I. E bref.—Les finales brèves sont celles qui ont une explosive brusque, c, p, t, ou une spirante sourde, f, ch, s.

-ec (avec -ech non chuintant ou -eck) et -èque: bec, échec, varech, bifteck, chèque, pastèque[134].

-ep et -eppe: julep, steppe. Cèpe, qui n’a qu’un p devant l’e final, est resté plus long et plus ouvert que steppe ou cep: nous retrouverons ailleurs cette différence entre la consonne simple et la consonne double[135].

-et et -ète ou -ette: net et nette, sept, diète et miette, cachète et cachette, complète et emplette, secrète et regrette[136].

Naguère encore la finale -ète était moins brève que -ette: il est bien difficile de saisir aujourd’hui une différence entre les mots qu’on vient de lire[137]. Vous êtes s’est lui-même fort abrégé, malgré l’accent circonflexe, surtout devant un mot, parce qu’il perd l’accent: vous êtes fou. En vers pourtant, la finale -ète reste souvent plus longue et plus ouverte, au moins pour rimer avec -ête, et cette ouverture se maintient parfois dans la diction soutenue pour certains mots, comme prophète et surtout poète[138]. Mais quand on dit dans le langage courant les poètes français, il est bien certain que l’e de poète n’est pas plus ouvert que celui de muette.

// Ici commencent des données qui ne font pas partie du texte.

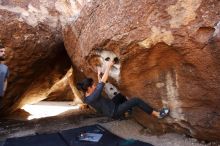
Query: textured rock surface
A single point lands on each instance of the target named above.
(169, 56)
(36, 55)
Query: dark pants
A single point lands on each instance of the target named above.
(129, 104)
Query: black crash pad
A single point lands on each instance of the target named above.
(37, 140)
(108, 139)
(71, 138)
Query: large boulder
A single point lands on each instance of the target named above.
(36, 56)
(168, 56)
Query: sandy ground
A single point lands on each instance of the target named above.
(128, 129)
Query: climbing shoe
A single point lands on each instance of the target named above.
(163, 113)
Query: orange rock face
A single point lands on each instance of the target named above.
(36, 56)
(168, 56)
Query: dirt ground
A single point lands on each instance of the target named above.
(128, 129)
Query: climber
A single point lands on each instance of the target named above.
(4, 72)
(94, 98)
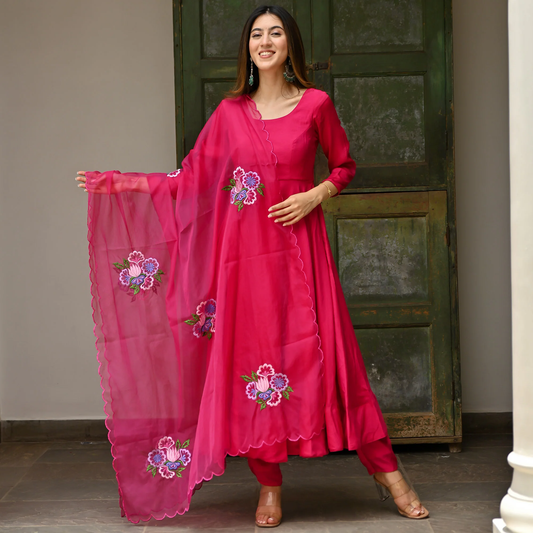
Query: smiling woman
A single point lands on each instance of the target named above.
(223, 267)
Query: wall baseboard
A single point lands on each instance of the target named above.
(52, 430)
(95, 430)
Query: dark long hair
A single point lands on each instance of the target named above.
(295, 50)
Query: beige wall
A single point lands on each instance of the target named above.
(89, 85)
(83, 85)
(482, 174)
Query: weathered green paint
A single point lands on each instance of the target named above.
(390, 78)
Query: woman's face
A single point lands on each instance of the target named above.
(268, 43)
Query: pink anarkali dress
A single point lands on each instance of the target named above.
(219, 331)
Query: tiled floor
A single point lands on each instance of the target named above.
(71, 488)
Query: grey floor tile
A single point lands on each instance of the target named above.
(76, 455)
(60, 513)
(9, 477)
(63, 489)
(467, 517)
(462, 492)
(21, 454)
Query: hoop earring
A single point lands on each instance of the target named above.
(251, 78)
(289, 74)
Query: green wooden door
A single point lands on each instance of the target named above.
(387, 66)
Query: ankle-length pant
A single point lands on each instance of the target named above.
(376, 456)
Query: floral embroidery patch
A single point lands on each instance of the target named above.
(267, 387)
(203, 321)
(138, 273)
(244, 188)
(169, 459)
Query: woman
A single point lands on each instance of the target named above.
(220, 321)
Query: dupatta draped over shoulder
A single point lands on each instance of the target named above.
(205, 323)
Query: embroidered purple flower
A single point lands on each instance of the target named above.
(243, 187)
(165, 442)
(150, 266)
(185, 456)
(251, 180)
(279, 382)
(267, 387)
(275, 399)
(165, 472)
(138, 273)
(251, 390)
(266, 370)
(135, 257)
(157, 457)
(203, 321)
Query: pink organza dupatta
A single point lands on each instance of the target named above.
(206, 335)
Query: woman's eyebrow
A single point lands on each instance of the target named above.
(269, 29)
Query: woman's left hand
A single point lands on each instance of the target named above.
(297, 206)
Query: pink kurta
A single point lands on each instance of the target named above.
(220, 332)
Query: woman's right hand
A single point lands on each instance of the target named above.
(82, 179)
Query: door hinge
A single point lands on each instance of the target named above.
(318, 66)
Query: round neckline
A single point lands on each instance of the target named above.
(284, 116)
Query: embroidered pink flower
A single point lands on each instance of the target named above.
(266, 370)
(185, 456)
(251, 390)
(157, 457)
(165, 472)
(147, 283)
(250, 197)
(135, 257)
(165, 442)
(279, 382)
(150, 266)
(275, 399)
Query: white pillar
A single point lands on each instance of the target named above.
(517, 505)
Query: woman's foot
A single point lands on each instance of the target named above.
(404, 496)
(268, 512)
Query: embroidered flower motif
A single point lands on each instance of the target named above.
(203, 321)
(275, 399)
(279, 382)
(243, 187)
(157, 457)
(170, 458)
(267, 387)
(137, 273)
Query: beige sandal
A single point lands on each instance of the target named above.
(408, 506)
(269, 506)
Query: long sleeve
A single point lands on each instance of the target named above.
(334, 142)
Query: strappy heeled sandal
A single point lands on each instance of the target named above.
(414, 509)
(270, 506)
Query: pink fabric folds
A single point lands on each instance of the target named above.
(205, 326)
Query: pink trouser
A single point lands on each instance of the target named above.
(376, 456)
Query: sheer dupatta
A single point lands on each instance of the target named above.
(206, 333)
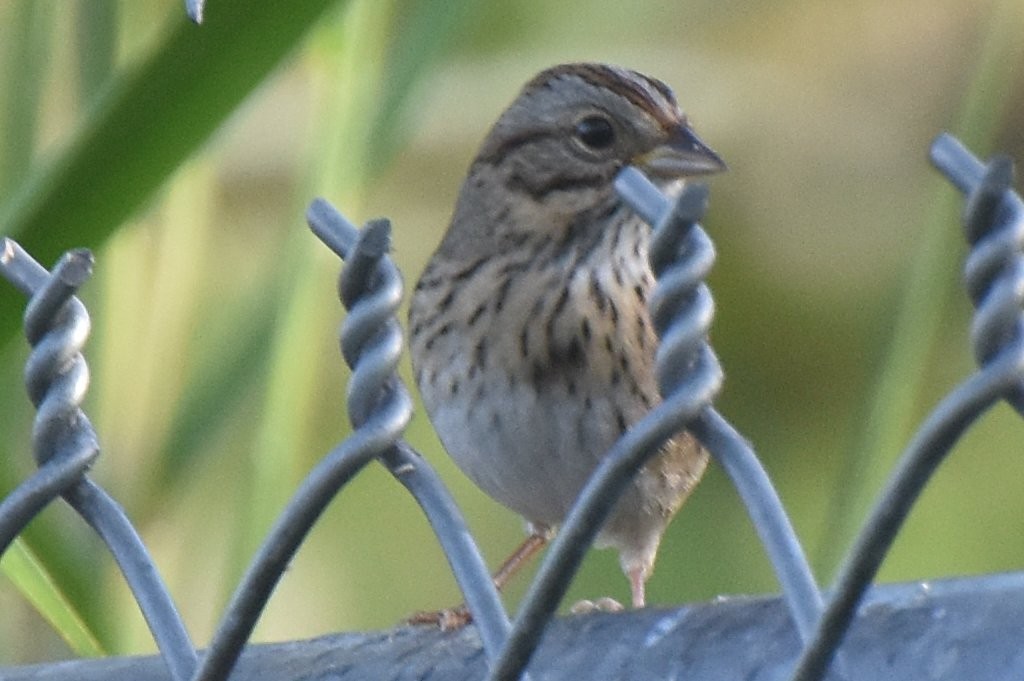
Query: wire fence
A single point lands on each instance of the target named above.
(65, 443)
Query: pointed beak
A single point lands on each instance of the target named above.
(682, 156)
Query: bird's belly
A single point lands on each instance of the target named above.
(531, 451)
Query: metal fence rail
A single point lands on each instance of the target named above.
(379, 408)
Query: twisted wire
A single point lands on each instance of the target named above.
(993, 223)
(365, 327)
(690, 378)
(682, 310)
(65, 442)
(380, 411)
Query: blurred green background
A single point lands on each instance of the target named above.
(184, 157)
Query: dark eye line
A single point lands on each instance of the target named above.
(595, 131)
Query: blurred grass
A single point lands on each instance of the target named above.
(918, 321)
(217, 378)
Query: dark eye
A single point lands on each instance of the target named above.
(595, 132)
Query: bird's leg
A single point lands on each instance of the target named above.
(458, 616)
(638, 579)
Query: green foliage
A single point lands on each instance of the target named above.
(184, 156)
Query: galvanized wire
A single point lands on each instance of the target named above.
(689, 377)
(411, 469)
(64, 441)
(379, 409)
(993, 221)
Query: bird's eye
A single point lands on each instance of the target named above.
(595, 132)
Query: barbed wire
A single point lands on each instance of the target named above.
(65, 443)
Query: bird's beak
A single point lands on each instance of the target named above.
(682, 156)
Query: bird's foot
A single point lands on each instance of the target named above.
(449, 620)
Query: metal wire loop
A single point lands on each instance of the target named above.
(993, 211)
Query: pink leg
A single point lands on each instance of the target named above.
(638, 578)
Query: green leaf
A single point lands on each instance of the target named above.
(146, 123)
(35, 583)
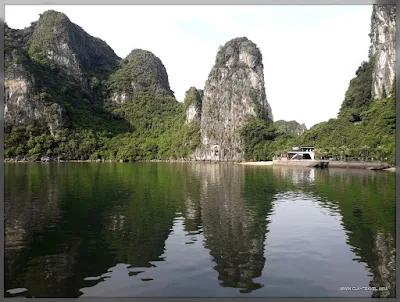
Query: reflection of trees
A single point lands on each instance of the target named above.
(234, 227)
(366, 201)
(32, 203)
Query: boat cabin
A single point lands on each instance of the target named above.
(300, 153)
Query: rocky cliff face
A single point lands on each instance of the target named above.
(234, 91)
(291, 127)
(22, 103)
(383, 49)
(67, 45)
(193, 102)
(53, 59)
(141, 72)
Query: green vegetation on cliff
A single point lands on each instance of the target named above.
(125, 110)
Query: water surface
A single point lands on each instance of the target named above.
(197, 230)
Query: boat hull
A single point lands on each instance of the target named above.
(300, 163)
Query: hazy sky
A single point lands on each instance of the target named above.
(310, 53)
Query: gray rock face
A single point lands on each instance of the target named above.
(22, 105)
(193, 101)
(233, 92)
(290, 127)
(383, 47)
(141, 72)
(70, 47)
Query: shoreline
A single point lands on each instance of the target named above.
(339, 164)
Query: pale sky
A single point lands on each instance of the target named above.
(310, 53)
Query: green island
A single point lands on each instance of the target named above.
(97, 106)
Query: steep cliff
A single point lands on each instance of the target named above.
(53, 73)
(193, 103)
(23, 102)
(141, 72)
(233, 93)
(383, 49)
(56, 39)
(290, 127)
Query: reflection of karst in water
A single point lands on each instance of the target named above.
(297, 175)
(29, 212)
(385, 269)
(364, 213)
(234, 231)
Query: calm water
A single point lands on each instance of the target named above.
(188, 230)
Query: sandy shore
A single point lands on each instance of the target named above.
(257, 163)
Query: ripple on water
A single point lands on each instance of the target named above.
(15, 291)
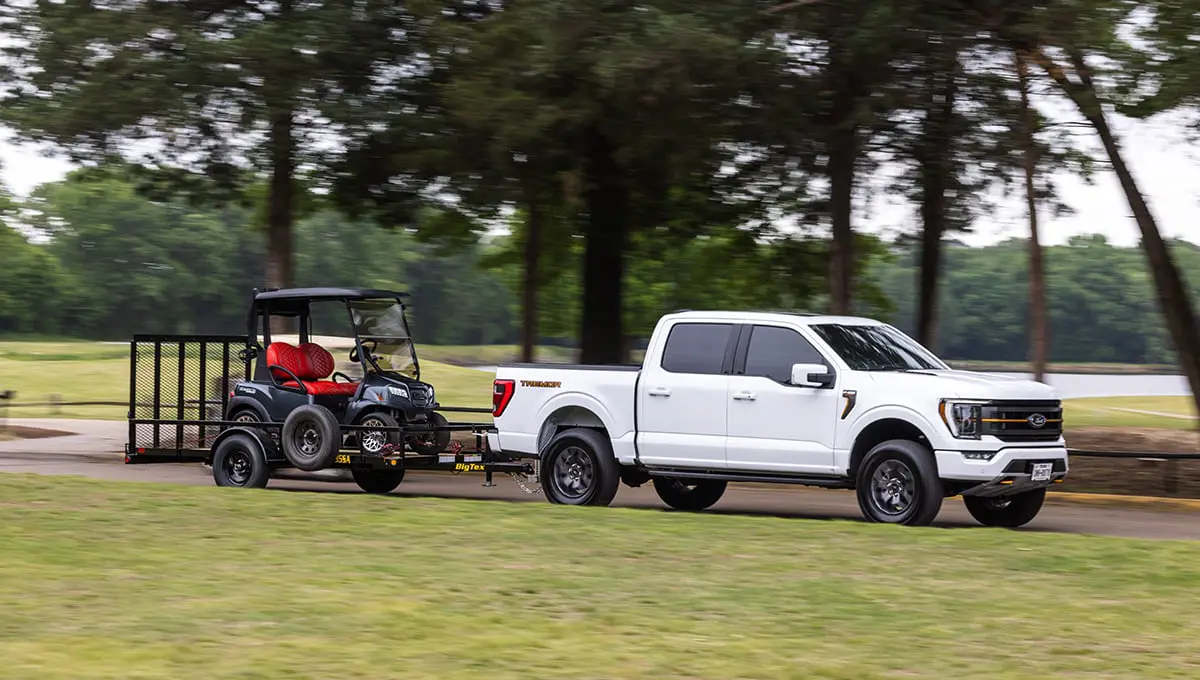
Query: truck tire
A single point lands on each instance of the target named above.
(372, 443)
(579, 468)
(378, 481)
(311, 437)
(432, 443)
(689, 494)
(897, 483)
(239, 461)
(1009, 512)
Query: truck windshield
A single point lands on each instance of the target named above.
(877, 348)
(383, 330)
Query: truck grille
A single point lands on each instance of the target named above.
(1023, 421)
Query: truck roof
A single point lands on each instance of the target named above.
(804, 318)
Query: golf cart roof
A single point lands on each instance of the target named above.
(324, 294)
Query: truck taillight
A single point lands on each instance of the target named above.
(502, 393)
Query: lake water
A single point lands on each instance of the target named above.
(1074, 385)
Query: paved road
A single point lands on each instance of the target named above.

Couette et bouette s’écrivent aussi coite et boite, et se prononcent ainsi. Quelques-uns prononcent encore foite et foiter pour fouette et fouetter, mais cette prononciation est désormais surannée, presque autant que celle de foi pour fouet: c’est toujours la réaction fâcheuse de l’orthographe sur la prononciation, mais on n’y peut rien[139].

-ef et -effe ou -èphe: f, relief, chef, greffe[140].

-èche: bobèche, sèche. Malgré l’accent circonflexe, pimbêche a aussi l’e bref. Pourtant il s’écrivait autrefois avec un s[141]; ainsi:

Haute et puissante dame Yolande Cudasne
Comtesse de Pimbesche, Orbesche, et cætera;

mais il faut croire que l’e s’est abrégé, ou bien cet sch venait de l’allemand, et équivalait au ch français: l’accent circonflexe ne serait donc pas justifié. En revanche on allonge quelquefois l’e dans crèche et brèche, en achevant de l’ouvrir[142].